What is the Grass?

What is the Grass?
by Elsie Levitan Available from Sholem Al-eichem Club, P.O. Box 27648, Philadelphia, PA 19150, $3.50.

A number of lovers of literature have already read Elsie Levi-tan’s work in Jewish Currents and other journals, but many more can now savor the tenderness, bite, astonishing imagery and cry for justice in What Is the Grass? This 53-page anthology of poetry and prose is large in range and theme, as well as form.

The poems move from a tribute to Yuri Suhl — gifted storyteller and historian of Jewish resistance during the Holocaust — to later atrocities in this century: the bombing of black children in Southern churches and napalmed children in Vietnam. Levitan’s powerful poems also intone private sorrows and memories.

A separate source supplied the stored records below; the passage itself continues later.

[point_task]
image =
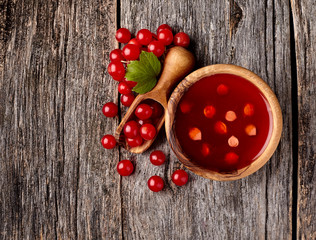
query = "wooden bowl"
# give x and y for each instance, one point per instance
(185, 84)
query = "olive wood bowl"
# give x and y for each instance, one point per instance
(185, 84)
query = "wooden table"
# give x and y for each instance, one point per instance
(57, 182)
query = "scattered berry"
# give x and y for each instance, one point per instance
(143, 111)
(123, 88)
(110, 109)
(157, 48)
(127, 99)
(165, 36)
(147, 131)
(144, 36)
(131, 129)
(181, 39)
(157, 158)
(123, 35)
(125, 167)
(116, 70)
(108, 142)
(180, 177)
(155, 183)
(131, 52)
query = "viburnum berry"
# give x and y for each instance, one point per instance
(163, 26)
(116, 55)
(125, 167)
(144, 36)
(108, 141)
(155, 183)
(116, 70)
(123, 88)
(181, 39)
(131, 52)
(127, 99)
(110, 109)
(165, 36)
(156, 47)
(123, 35)
(157, 158)
(180, 177)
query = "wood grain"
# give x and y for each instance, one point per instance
(57, 182)
(304, 18)
(257, 207)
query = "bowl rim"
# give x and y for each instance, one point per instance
(207, 71)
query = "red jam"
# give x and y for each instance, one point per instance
(223, 123)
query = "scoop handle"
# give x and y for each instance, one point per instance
(178, 63)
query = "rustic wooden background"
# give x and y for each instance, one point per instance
(56, 180)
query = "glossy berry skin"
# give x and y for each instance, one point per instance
(155, 183)
(181, 39)
(123, 88)
(135, 142)
(108, 141)
(127, 99)
(110, 109)
(144, 36)
(131, 129)
(125, 167)
(165, 36)
(131, 84)
(147, 131)
(135, 42)
(157, 48)
(116, 70)
(143, 111)
(123, 35)
(131, 52)
(157, 158)
(163, 26)
(116, 55)
(180, 177)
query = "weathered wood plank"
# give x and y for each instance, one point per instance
(255, 35)
(304, 17)
(57, 181)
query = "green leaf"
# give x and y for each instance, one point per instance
(144, 72)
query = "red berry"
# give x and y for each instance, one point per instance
(181, 39)
(116, 55)
(110, 109)
(148, 131)
(125, 167)
(142, 122)
(127, 99)
(144, 36)
(131, 84)
(157, 158)
(163, 26)
(131, 129)
(135, 42)
(135, 142)
(131, 52)
(155, 183)
(116, 70)
(165, 36)
(123, 35)
(157, 110)
(180, 177)
(143, 111)
(156, 47)
(123, 88)
(108, 141)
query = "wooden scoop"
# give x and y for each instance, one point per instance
(178, 63)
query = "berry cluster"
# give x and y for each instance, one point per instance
(155, 183)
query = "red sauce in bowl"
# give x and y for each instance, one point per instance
(223, 123)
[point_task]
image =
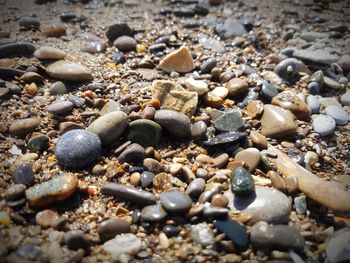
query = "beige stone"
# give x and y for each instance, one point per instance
(173, 96)
(180, 61)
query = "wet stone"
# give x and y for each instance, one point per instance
(78, 148)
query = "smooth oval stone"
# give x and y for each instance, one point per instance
(153, 213)
(60, 107)
(234, 231)
(22, 127)
(48, 53)
(78, 149)
(76, 239)
(265, 204)
(277, 122)
(110, 126)
(24, 174)
(241, 182)
(276, 237)
(323, 124)
(109, 228)
(70, 71)
(144, 132)
(134, 153)
(135, 195)
(176, 123)
(56, 189)
(16, 49)
(175, 201)
(338, 114)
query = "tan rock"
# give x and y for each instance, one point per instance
(173, 96)
(277, 122)
(290, 101)
(180, 61)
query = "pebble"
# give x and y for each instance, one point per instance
(241, 182)
(313, 103)
(69, 71)
(110, 126)
(180, 61)
(277, 122)
(78, 149)
(134, 153)
(49, 53)
(250, 156)
(229, 122)
(144, 132)
(125, 244)
(56, 189)
(24, 175)
(277, 236)
(173, 96)
(266, 204)
(112, 227)
(135, 195)
(323, 124)
(46, 218)
(153, 213)
(76, 239)
(23, 127)
(338, 114)
(176, 123)
(61, 107)
(175, 201)
(202, 234)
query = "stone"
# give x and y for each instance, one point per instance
(180, 61)
(125, 43)
(176, 123)
(134, 153)
(56, 189)
(110, 126)
(172, 96)
(229, 122)
(277, 122)
(49, 53)
(23, 127)
(76, 239)
(78, 149)
(61, 107)
(250, 156)
(144, 132)
(338, 114)
(323, 124)
(237, 86)
(69, 71)
(264, 204)
(241, 182)
(175, 201)
(277, 237)
(202, 234)
(234, 231)
(111, 227)
(135, 195)
(122, 245)
(24, 175)
(153, 213)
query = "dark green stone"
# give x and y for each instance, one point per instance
(144, 132)
(241, 181)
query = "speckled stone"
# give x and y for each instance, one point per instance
(78, 149)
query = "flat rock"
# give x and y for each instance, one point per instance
(69, 71)
(277, 122)
(265, 204)
(56, 189)
(180, 61)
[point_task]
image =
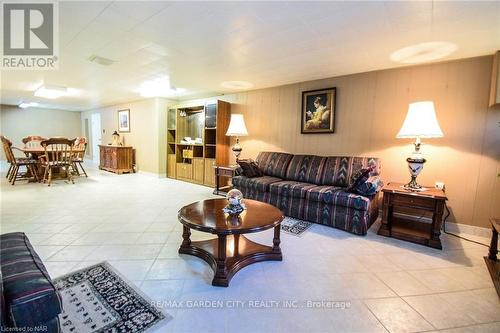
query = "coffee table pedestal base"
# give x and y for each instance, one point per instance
(228, 254)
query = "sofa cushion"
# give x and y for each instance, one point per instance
(290, 188)
(338, 170)
(258, 183)
(30, 297)
(338, 197)
(306, 168)
(250, 168)
(274, 164)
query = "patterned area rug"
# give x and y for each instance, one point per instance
(99, 299)
(294, 226)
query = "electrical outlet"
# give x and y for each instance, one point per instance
(439, 185)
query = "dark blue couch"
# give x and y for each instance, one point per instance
(29, 300)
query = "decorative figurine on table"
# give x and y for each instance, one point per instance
(234, 206)
(116, 139)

In almost every poem, the opening lines expand and deepen to a stunning crescendo. In “Mein Shtetle Brent” the images of skewed huts burning are called up as a man bends his head and softly strums a mandolin. The images swell to the in gathering of survivors of the camps, “the delirium of nationhood,” and missiles trembling in the “eddies of power.”

In other poems, the transformation of Israel through wars, terrorist attacks and military power are recurring themes. The poet stumbles through these changes and hauntingly, “six million pairs of eyes turn and stare in bewilderment.”

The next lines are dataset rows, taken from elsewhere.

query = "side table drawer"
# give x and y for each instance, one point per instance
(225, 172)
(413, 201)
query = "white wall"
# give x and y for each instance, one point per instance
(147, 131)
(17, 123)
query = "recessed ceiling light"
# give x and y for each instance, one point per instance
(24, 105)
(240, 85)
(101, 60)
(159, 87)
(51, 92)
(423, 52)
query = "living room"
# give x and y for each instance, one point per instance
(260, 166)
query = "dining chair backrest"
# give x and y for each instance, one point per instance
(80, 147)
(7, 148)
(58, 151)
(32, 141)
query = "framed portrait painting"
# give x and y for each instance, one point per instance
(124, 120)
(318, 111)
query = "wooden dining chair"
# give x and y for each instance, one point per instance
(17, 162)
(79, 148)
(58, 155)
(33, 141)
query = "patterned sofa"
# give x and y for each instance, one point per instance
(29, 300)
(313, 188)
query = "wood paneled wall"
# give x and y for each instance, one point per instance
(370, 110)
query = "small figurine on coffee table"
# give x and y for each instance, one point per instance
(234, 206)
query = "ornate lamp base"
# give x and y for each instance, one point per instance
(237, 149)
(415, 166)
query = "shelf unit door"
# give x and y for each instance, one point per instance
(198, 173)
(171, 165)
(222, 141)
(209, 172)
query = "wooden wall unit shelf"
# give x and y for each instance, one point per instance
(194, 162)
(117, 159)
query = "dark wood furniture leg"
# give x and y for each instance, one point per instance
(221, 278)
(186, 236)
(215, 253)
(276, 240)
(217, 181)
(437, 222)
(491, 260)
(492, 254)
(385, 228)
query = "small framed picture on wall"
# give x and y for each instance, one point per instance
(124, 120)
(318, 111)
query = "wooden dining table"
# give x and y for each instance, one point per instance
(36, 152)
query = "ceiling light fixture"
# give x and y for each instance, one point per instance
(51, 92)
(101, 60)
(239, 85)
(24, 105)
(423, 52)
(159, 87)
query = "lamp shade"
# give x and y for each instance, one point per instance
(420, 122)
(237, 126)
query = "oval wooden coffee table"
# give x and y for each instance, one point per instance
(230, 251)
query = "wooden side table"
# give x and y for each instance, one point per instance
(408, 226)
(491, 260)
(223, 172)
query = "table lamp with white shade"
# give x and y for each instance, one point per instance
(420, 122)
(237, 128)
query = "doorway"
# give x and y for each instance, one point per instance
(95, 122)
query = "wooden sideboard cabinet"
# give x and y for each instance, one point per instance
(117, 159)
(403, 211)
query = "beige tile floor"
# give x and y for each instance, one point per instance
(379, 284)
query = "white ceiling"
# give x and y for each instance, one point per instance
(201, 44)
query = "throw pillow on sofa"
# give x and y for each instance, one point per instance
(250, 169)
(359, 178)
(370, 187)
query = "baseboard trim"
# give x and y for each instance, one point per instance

In the prose selections, one essay, “The Cosmos of Isaac Bashevis Singer,” offers an unconventional analysis of Singer’s work. Levitan praises Singer as a master craftsman, but finds that his cosmos “hangs outside of history.” His characters are mostly slaves of their sensuality, doomed to damnation after small lapses from God’s laws. Freewill, compassion, and human trust give way to frenzies of madness, greed, and sexuality.

A second essay is a poetic appreciation of Jurek Becker’s Jacob the Liar, a universe away from Singer: a doomed Jew in the Lodz Ghetto keeps hope alive by concealing the truth of deportations.

Levitan’s third essay, an intriguing midrash on the story of the Exodus, dramatizes the courage and wit of the mid-wives Shifrah and Puah in circumventing Pharoah’s plans for the murder of Jewish newborn male children, and Miriam’s rejection of her father’s (and the Sanhedrin’s) plan to separate Jewish husbands from their wives in order to evade the Pharoah’s decree. Levitan also pays homage to Zipporah, who cared for Moses and later married him.

Levitan also comments wryly on how women — probably led by Miriam — refused to give their jewels to make the Golden Calf. In an imaginary colloquy with God, the author reminds Him that Miriam was afflicted for a week while Aaron was punished for only a moment.

The profoundly questioning spirit animating the whole anthology is expressed in Whitman’s lines, which also inspired the title: “A child said, What is the Grass?’ fetching it to me with full hands. How could I answer the child? I do not know what it is any more than he.”